Naomi Parker Fraley, the real Rosie the Riveter credited with inspiring the image which became popular in the 1940s during World War II, died Saturday at 96.
Fraley, who died in Longview, Washington, had gone unrecognized as the inspiration for the "We Can Do It" image on the popular war poster and feminist touchstone for nearly 70 years because someone else had been given credit, The New York Times reported.
James Kimble, an associate professor of communication and the arts at Seton Hall University in New Jersey, discovered Fraley as the real Rosie the Riveter after years of research and reported his findings in "Rosie’s Secret Identity," a 2016 article in the journal Rhetoric & Public Affairs, the Times said.
"She had been robbed of her part of history," Kimble told People magazine. "It's so hurtful to be misidentified like that. It's like the train has left the station and you're standing there and there's nothing you can do because you're 95 and no one listens to your story."
Fraley was the "Rosie" depicted in the wartime industrial poster displayed briefly in Westinghouse Electric Corporation plants in 1943, created by Pittsburgh artist J. Howard Miller.

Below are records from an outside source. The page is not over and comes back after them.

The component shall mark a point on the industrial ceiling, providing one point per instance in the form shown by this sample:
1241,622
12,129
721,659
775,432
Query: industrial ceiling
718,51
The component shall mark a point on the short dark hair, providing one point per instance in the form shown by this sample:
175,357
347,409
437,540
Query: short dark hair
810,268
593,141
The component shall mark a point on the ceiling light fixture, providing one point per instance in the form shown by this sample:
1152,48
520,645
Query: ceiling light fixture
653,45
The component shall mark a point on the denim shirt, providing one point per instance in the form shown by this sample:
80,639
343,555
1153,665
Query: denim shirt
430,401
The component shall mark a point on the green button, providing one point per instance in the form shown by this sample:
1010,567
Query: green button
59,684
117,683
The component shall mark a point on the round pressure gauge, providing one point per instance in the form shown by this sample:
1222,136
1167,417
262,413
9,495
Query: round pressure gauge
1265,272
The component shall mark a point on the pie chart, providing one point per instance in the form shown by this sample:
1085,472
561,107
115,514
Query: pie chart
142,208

The poster depicted a young woman, clad in a work shirt and polka-dot bandanna, flexing her arm with the slogan "We Can Do It!"
The poster was meant to deter absenteeism and strikes among Westinghouse employees in wartime and never meant for public display, but became a popular feminist symbol in the 1980s and was seen on t-shirts, coffee mugs and other memorabilia, the Times said.

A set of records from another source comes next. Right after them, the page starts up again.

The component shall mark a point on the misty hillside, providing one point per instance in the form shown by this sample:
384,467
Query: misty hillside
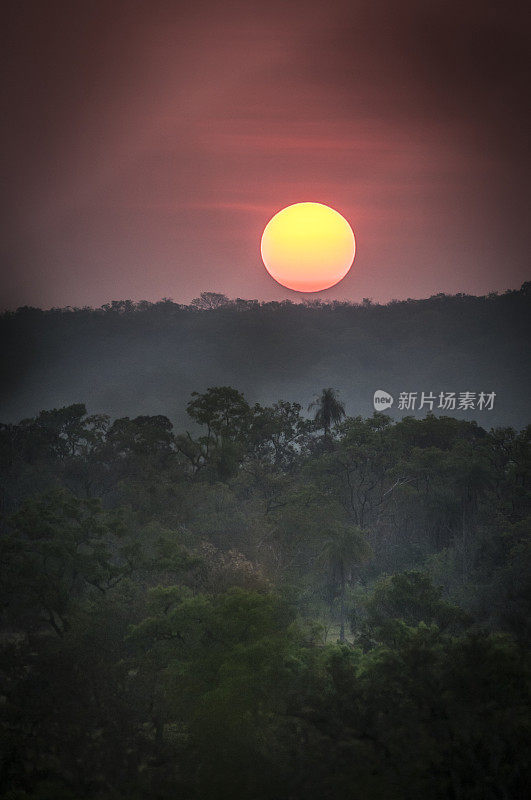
127,359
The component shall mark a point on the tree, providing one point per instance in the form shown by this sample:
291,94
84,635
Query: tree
210,300
329,410
344,547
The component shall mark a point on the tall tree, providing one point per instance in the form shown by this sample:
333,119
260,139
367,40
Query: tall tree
329,410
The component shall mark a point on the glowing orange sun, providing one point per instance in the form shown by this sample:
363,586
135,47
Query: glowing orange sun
308,247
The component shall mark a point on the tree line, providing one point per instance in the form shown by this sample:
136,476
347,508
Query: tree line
278,603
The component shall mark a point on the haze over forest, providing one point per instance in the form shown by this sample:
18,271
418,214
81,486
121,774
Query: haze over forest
126,359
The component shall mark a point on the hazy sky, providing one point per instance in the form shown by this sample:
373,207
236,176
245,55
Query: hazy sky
148,143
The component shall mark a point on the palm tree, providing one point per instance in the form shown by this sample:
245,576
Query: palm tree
329,410
344,547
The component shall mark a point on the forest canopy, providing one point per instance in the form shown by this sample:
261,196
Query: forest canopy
127,359
269,603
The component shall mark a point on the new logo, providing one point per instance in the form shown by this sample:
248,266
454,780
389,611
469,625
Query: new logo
382,400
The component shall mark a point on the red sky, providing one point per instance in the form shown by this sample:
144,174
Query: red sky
148,144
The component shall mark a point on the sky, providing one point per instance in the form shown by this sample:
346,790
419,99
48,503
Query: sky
147,144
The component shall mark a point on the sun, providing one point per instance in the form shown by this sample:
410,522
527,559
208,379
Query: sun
308,247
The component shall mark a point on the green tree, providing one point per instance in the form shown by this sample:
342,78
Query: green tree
344,547
328,410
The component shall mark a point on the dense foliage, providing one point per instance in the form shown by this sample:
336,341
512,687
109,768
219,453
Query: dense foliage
269,607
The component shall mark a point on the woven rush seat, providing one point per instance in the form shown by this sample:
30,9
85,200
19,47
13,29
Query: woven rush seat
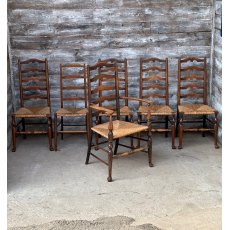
72,112
156,110
120,129
39,111
124,111
195,109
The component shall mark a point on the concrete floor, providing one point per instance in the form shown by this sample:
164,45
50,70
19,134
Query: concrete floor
182,191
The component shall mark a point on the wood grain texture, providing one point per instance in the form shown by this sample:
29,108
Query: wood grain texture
82,31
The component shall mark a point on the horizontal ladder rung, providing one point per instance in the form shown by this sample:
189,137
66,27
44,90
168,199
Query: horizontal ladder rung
127,153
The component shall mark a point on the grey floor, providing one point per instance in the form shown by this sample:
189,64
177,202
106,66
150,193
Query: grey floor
182,190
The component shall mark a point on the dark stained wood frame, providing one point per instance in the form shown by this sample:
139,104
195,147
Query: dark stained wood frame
95,109
16,126
62,123
202,95
167,118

Fraley, whose father Joseph Parker was a mining engineer, was born in Tulsa, Oklahoma, on Aug. 26, 1921. After the 1942 Pearl Harbor attack, Fraley, then 20, and her 18-year-old sister, Ada, went to work at the Naval Air Station in Alameda, the Times said.
At the station's machine shop, their duties included drilling, patching airplane wings and, fittingly, riveting. An Acme photographer photographed Fraley with her hair tied in a bandanna for safety, at her lathe.

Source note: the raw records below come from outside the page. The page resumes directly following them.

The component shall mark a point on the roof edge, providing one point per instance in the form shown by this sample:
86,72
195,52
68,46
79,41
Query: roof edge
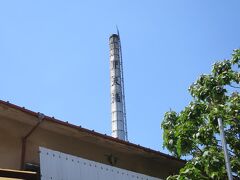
51,119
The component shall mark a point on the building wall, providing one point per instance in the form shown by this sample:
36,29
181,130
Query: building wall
15,125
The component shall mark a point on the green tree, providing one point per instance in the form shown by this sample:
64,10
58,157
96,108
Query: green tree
194,132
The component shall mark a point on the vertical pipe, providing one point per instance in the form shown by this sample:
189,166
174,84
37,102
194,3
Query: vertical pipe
224,145
118,129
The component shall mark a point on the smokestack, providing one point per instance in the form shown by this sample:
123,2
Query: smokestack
118,110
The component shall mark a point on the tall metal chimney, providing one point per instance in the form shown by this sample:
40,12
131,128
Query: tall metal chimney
118,109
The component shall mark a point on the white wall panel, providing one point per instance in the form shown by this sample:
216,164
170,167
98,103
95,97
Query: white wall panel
60,166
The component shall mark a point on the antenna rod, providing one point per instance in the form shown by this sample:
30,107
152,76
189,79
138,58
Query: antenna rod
118,109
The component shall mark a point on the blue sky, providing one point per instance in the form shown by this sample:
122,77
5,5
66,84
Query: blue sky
54,57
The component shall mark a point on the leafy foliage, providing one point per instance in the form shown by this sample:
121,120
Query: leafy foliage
194,131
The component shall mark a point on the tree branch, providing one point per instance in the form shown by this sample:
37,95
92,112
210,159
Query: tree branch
234,86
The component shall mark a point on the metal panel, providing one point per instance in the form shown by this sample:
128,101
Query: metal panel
60,166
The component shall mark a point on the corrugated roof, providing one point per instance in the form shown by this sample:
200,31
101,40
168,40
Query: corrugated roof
53,120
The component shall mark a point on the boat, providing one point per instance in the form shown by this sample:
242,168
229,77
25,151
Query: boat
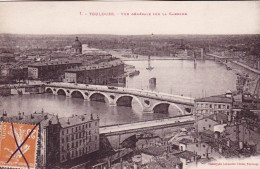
149,64
134,73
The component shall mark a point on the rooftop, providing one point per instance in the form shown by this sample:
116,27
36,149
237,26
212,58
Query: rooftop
96,66
185,141
215,99
155,151
188,155
64,62
76,119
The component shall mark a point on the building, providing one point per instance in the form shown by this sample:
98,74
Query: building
77,46
214,122
7,58
214,105
61,139
53,70
102,74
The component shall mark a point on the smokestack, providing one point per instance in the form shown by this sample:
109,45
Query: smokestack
241,145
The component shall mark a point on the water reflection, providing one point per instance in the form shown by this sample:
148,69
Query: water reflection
175,76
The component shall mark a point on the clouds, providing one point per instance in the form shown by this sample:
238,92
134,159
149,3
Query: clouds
65,17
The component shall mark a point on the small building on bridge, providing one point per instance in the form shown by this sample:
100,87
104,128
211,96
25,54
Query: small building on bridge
101,74
50,70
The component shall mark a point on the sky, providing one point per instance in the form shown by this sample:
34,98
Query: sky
234,17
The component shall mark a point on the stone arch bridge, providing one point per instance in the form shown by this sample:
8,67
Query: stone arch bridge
149,101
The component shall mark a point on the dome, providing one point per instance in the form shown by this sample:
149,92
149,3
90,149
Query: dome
77,43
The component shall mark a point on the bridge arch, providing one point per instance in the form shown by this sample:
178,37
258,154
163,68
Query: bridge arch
61,92
164,107
99,97
48,90
128,103
77,94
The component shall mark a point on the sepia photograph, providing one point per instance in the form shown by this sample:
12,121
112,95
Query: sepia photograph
130,85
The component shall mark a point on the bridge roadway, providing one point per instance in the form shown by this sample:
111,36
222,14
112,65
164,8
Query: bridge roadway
121,90
146,125
221,57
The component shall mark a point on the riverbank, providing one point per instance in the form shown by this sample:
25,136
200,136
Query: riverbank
247,67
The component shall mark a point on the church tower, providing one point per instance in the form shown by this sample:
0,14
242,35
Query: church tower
77,46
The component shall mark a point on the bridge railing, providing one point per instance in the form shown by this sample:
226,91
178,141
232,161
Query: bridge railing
145,93
145,124
153,120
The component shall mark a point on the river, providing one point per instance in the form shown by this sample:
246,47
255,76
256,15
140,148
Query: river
180,77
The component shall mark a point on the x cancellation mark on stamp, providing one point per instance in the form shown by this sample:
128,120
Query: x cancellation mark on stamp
18,137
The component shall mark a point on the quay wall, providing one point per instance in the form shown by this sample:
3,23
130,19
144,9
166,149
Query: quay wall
7,90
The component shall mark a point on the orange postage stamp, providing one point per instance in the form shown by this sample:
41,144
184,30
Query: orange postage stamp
18,145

The Times said Fraley cut out the photo from the newspaper and kept it for years. She would later marry and have a family.
Geraldine Hoff Doyle, a Michigan woman whose innocent assertion that she was Rosie was long accepted in the media, was ruled out by Kimble's research, the Times said. Doyle died in 2010.
"I just wanted my own identity," Fraley told People magazine before her death. "I didn't want fame or fortune, but I did want my own identity."